Rede zur Vorbereitung des Europäischen Rates (8./9. März 2007)

Herr Präsident! Schon mehrmals ist die Verfassung erwähnt worden. Die Verfassung hat vorgesehen, dass Europa energiepolitisch eine stärkere Kompetenz bekommt. Nun, wir haben die Verfassung noch nicht, daher müssen wir uns auf andere Weise darum bemühen, diese stärkere energiepolitische Kompetenz zu bekommen, insbesondere – und Minister Gloser hat das auch erwähnt – auf der außenpolitischen Seite.

Wie sollen wir denn mit Russland zu einem vernünftigen, gleichgewichtigen Verhältnis kommen, wenn die Europäische Union hier nicht mit einer stärkeren, einheitlichen Stimme spricht? Russland wäre es viel lieber, mit den einzelnen Ländern zu verhandeln und sie gegeneinander auszuspielen. Aber unsere Forderung – gerade auch für den Gipfel – besteht darin, klarzumachen, dass es in diesem Verhältnis zu Russland nur eine europäische Stimme gibt. Und wenn Russland sich beschwert, dass es nicht vollen Zugang zum Markt hat, was sollen dann wir von europäischer Seite erst machen? Daher ist ein gleichgewichtiges Verhältnis mit Russland wichtig.

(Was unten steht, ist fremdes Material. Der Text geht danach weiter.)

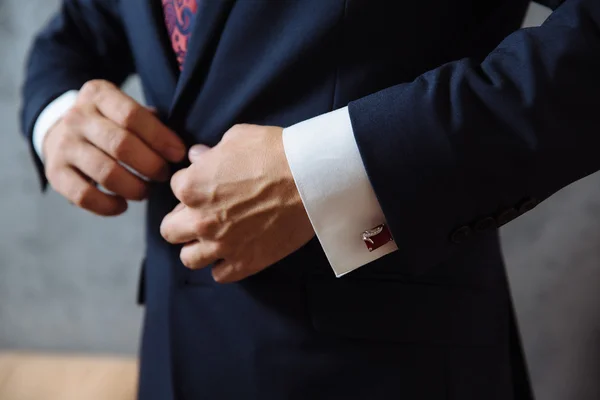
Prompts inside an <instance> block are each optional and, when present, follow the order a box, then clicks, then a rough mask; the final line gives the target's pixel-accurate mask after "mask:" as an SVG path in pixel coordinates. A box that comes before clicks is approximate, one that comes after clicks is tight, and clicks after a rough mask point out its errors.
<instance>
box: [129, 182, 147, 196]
mask: <svg viewBox="0 0 600 400" xmlns="http://www.w3.org/2000/svg"><path fill="white" fill-rule="evenodd" d="M147 193H148V185H147V184H145V183H140V185H139V187H137V188H135V189H133V194H132V198H131V200H144V199H145V198H146V197H147Z"/></svg>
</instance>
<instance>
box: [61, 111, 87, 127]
mask: <svg viewBox="0 0 600 400" xmlns="http://www.w3.org/2000/svg"><path fill="white" fill-rule="evenodd" d="M83 119H84V112H83V110H82V109H81V108H80V107H77V106H73V107H71V108H70V109H69V110H68V111H67V112H66V113H65V114H64V115H63V117H62V121H63V122H64V123H65V125H67V126H76V125H79V124H81V122H82V121H83Z"/></svg>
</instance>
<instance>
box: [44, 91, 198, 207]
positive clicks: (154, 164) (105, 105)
mask: <svg viewBox="0 0 600 400" xmlns="http://www.w3.org/2000/svg"><path fill="white" fill-rule="evenodd" d="M43 153H44V160H45V162H44V164H45V169H46V177H47V179H48V181H49V182H50V184H51V185H52V187H53V188H54V190H56V191H57V192H59V193H60V194H62V195H63V196H64V197H66V198H67V199H68V200H69V201H70V202H71V203H73V204H75V205H77V206H79V207H81V208H83V209H86V210H89V211H91V212H93V213H95V214H99V215H104V216H114V215H120V214H122V213H123V212H125V210H126V209H127V200H143V199H144V198H145V197H146V195H147V190H148V183H147V182H145V181H144V180H143V179H141V178H139V177H137V176H136V175H134V174H133V173H131V172H130V171H128V170H127V168H125V167H123V166H122V165H121V164H120V163H122V164H125V165H127V166H129V167H130V168H132V169H133V170H135V171H137V172H139V173H140V174H141V175H143V176H145V177H147V178H149V179H150V180H154V181H160V182H164V181H166V180H168V179H169V175H170V172H169V165H168V161H170V162H179V161H181V160H183V158H184V157H185V156H186V148H185V145H184V144H183V142H182V141H181V139H180V138H179V137H178V136H177V135H176V134H175V133H174V132H172V131H171V130H170V129H169V128H167V127H166V126H165V125H163V124H162V123H161V122H160V121H159V119H158V118H157V117H156V116H155V115H154V114H153V113H152V112H151V111H149V110H148V109H147V108H145V107H143V106H142V105H140V104H138V103H137V102H136V101H135V100H133V99H132V98H130V97H129V96H127V95H126V94H124V93H123V92H122V91H121V90H119V88H117V87H116V86H115V85H113V84H112V83H110V82H106V81H100V80H96V81H90V82H88V83H86V84H85V85H84V86H83V87H82V89H81V91H80V92H79V95H78V98H77V102H76V104H75V105H74V106H73V108H72V109H71V110H69V111H68V112H67V113H66V114H65V115H64V116H63V118H61V119H60V120H59V121H58V122H57V123H56V124H55V125H54V126H53V127H52V128H51V129H50V131H48V133H47V134H46V137H45V138H44V144H43ZM96 183H98V184H100V185H102V186H103V187H105V188H106V189H107V190H109V191H111V192H113V193H114V194H115V195H114V196H113V195H109V194H106V193H103V192H101V191H100V190H98V188H97V187H96Z"/></svg>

Zweitens: Wir müssen diversifizieren. Wir müssen an andere Quellen herankommen. Wo? Insbesondere im Kaukasus und in Mittelasien. Wenn man sieht, wie die Vereinigten Staaten von Amerika – bei all ihrem Bekenntnis zum Markt – durchgesetzt haben, eine Öl-Pipeline von Baku über Tiflis nach Ceyhan in der Türkei zu bauen – wobei dies als ein wichtiges politisches Projekt galt und die privaten Investoren entsprechend dazu motiviert wurden -; wenn ich dann sehe, wie schwach und wie schwierig sich das in der Europäischen Union gestaltet – man nehme nur die Nabucco-Pipeline für die Gasversorgung Europas als Beispiel, dann ist auch hier zu fordern, dass diese Europäische Union wirklich stark auftritt und mit einer Stimme spricht. Viele dieser Punkte hat Robert Goebbels schon erwähnt. Daher bitte ich wirklich, all dies bei diesem Gipfel klarzumachen.

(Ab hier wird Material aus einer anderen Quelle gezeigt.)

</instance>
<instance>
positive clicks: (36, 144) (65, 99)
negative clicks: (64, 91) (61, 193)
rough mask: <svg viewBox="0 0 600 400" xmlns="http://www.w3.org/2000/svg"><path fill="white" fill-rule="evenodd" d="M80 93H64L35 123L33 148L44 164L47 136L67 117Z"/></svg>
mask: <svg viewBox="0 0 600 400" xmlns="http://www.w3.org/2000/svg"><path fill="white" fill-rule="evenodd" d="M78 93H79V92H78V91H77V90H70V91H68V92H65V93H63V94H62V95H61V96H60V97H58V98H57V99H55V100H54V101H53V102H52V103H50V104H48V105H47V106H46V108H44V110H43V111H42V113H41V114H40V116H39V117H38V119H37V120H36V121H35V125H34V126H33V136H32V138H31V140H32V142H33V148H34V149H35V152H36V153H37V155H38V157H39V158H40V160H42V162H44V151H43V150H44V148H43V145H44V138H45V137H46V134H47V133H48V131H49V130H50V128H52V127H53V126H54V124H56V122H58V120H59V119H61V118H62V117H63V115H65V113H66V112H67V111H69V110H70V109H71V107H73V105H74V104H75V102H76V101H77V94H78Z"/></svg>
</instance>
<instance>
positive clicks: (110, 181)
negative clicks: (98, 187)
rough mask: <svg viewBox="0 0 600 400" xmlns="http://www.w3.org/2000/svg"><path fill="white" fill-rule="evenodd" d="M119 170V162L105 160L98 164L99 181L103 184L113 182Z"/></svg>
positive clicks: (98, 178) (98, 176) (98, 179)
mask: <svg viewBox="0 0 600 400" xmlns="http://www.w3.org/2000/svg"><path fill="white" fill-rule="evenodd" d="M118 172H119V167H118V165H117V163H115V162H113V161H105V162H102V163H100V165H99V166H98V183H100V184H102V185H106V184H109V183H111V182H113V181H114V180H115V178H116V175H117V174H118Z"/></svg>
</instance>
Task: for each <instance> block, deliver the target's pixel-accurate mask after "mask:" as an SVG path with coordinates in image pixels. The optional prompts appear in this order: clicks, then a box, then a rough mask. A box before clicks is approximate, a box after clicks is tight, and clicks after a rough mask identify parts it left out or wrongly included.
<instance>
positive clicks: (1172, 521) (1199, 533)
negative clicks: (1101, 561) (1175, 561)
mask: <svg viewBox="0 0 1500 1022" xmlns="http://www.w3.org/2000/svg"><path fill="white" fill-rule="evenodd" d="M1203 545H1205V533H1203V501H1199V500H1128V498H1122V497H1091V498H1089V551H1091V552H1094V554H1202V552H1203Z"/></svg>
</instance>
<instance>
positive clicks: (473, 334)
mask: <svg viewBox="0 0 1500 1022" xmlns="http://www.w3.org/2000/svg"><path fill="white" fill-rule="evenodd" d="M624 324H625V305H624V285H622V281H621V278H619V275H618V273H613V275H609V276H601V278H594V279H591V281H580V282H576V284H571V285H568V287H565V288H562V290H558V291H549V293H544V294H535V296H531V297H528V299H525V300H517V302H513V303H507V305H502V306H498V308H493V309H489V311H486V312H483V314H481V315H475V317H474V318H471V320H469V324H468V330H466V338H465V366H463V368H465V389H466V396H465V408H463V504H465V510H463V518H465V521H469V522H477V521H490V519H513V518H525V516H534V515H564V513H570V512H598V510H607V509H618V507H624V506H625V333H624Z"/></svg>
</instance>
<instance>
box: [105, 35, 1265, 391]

Wenn wir der Meinung sind, wir müssen diversifizieren, wenn wir der Meinung sind, wir brauchen neue, zusätzliche Leitungen, dann müssen wir das klar und deutlich sagen. Dann wird auch Russland kommen und versuchen, sich zu beteiligen oder mit uns ins Geschäft zu kommen. Wenn wir auf den internationalen Märkten nicht klar und deutlich als Europa auftreten, werden wir nicht das tun können, was wir für unsere Leute tun müssen, nämlich für eine Sicherheit der Energieversorgung in Europa zu sorgen.